A New Zealand-based grower-exporter is upbeat about volume and demand this coming season for Meyer lemons, a variety known for having a milder, less acidic taste than more common cultivars.

Ian Albers

Ian Albers

First Fresh managing director Ian Albers tells current conditions bode well for the current crop, which is expected to recover from last year's production decline.

"We've had a good growing season through the spring of 2015 and the summer of 2016, so the crop is looking to be 15-20% up on last year, which in itself was down on the year before so we’re looking to get back to where we were in 2014," Albers says.

"We would normally start shipping around the third week of May, and at this stage there’s nothing to suggest it’s going to be anything different this year.
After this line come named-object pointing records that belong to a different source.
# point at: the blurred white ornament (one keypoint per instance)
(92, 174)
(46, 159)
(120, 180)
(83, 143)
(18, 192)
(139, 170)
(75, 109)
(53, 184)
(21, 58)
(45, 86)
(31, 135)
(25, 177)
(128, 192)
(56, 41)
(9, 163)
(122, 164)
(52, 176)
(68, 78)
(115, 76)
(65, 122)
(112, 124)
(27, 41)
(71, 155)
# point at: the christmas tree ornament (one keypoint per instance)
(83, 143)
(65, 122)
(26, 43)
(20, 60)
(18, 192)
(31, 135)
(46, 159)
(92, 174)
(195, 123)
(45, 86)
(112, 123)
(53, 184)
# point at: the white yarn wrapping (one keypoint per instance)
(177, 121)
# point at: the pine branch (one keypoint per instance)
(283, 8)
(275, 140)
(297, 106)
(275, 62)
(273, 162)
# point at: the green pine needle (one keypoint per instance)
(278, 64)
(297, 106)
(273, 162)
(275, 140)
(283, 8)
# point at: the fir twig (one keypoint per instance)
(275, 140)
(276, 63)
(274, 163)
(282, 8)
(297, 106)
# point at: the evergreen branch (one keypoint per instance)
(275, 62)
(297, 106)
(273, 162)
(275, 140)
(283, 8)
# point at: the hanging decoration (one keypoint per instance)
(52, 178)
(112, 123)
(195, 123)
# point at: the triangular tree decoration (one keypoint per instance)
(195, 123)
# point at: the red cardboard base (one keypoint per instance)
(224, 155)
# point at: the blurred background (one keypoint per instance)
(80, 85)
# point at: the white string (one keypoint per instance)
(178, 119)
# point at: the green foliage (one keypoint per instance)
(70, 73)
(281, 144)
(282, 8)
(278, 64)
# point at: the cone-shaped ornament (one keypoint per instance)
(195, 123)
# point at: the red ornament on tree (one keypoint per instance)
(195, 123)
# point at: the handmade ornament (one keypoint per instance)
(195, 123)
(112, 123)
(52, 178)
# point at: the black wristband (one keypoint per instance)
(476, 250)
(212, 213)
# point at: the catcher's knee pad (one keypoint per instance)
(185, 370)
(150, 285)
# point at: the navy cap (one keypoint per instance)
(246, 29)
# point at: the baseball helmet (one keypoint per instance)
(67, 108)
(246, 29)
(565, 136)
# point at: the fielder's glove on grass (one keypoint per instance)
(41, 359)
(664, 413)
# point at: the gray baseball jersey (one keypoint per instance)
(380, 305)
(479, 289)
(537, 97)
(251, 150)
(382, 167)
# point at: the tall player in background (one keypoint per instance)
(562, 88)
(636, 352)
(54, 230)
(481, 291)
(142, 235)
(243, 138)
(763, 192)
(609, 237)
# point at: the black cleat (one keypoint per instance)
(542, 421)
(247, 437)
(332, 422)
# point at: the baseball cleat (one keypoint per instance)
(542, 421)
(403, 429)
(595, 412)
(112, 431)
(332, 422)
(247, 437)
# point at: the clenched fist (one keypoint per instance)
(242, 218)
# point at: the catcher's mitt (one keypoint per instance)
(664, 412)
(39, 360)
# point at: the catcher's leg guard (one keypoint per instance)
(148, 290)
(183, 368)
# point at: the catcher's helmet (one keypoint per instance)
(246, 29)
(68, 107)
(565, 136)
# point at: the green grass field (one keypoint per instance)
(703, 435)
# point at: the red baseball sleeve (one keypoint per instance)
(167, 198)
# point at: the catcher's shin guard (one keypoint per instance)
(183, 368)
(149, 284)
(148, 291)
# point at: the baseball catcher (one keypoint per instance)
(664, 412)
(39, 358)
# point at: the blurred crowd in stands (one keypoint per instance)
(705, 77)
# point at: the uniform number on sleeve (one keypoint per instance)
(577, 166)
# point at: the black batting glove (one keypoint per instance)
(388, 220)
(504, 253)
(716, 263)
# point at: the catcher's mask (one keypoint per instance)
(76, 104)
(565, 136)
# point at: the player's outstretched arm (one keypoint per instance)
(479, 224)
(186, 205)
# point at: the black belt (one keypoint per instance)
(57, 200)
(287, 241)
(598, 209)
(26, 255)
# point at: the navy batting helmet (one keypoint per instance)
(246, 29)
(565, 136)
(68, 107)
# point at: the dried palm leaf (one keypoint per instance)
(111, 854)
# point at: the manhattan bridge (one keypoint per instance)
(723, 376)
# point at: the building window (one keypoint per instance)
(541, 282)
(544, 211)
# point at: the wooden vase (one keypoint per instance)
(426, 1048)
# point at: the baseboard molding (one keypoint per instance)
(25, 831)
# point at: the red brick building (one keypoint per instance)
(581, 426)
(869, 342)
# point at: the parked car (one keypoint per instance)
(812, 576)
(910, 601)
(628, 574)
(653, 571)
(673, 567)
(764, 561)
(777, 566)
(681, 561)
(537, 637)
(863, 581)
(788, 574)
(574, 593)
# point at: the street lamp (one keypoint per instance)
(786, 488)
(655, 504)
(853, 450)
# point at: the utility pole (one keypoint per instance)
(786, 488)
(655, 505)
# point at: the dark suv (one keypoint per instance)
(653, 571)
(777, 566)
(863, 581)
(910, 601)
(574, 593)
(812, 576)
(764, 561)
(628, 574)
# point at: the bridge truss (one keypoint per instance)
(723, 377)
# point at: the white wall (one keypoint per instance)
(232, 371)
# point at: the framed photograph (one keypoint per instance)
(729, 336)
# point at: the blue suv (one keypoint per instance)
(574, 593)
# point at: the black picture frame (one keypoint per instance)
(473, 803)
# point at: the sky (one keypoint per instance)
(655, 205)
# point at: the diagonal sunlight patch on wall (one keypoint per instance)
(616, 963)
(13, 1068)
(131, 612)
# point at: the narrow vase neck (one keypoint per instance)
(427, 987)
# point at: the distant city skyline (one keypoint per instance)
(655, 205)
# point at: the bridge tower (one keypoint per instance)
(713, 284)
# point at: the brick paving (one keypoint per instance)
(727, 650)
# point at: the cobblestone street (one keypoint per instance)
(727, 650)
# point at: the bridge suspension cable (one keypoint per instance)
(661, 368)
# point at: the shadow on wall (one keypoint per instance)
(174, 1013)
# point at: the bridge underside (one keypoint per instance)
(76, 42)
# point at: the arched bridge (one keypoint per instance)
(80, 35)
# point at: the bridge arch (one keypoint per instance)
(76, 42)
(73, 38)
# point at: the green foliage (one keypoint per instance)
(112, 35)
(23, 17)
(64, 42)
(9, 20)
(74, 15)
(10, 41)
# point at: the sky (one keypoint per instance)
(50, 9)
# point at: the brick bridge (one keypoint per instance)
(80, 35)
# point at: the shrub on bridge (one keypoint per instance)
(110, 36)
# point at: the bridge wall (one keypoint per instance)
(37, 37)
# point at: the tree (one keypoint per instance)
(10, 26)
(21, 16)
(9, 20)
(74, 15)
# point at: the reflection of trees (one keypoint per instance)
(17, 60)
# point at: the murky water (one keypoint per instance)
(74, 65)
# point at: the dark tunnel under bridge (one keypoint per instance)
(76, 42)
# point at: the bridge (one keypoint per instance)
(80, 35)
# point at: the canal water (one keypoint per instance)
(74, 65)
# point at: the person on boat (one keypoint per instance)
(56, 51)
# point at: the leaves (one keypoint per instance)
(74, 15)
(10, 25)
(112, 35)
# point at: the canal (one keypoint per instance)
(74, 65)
"Basically we need some cool nights to get color development kicked off. We’ll run through probably until mid-September."

He highlights the fruit is looking in good shape cosmetically as well.

"It looks very clean, so I think we should be seeing some very good Class 1 packouts," he says.

"Size-wise the crop is probably going to peak on 140 this year which gives us a good mix of sizes for various market and customer demands.

He says the majority of fruit will likely go to the U.S., Japan and China, while the company is also looking to develop markets in Southeast Asia as well.

"In the U.S. the majority is going through retail club stores and then just general supermarket chains - it's across the board really.

"And we're seeing a growing demand in the foodservice area as well for Meyer lemons – you’re starting to see them mentioned by name on menus. That’s all pretty positive.

"In China it's a bit through e-commerce, some into retail chains and a small amount will go through the wholesale markets as well, but predominantly we’re targeting the e-commerce, high-end retail type outlets," he says adding the New Zealand industry is fortunate in having access to ship directly into the Chinese market without cold treatment.

Building on a successful trial run for Meyer lemons in Malaysia two years ago, Albers is optimistic the message about the fruit's distinct attributes will grow in the Southeast Asian region.

"We come up against a lot of South African product in that part of the world so we really have to push the niche attributes of the Meyer to justify the price premium.

"I think we’re slowly starting to get that message across and as global awareness of the Meyer's very fragrant, probably more fragrant than a standard lemon, and it's pretty juicy."

He adds the flavor is milder, which lends itself to use in desserts and baking.

When asked about increased plantings to keep up with demand, the executive emphasized the need for a "measured approach to growth".

"We think that there is opportunity to grow the total volume but we need to do it in a measured way.

"There has been a global upsurge in new lemon plantings and New Zealand is no exception, but we want New Zealand to maintain its specialty niche item status."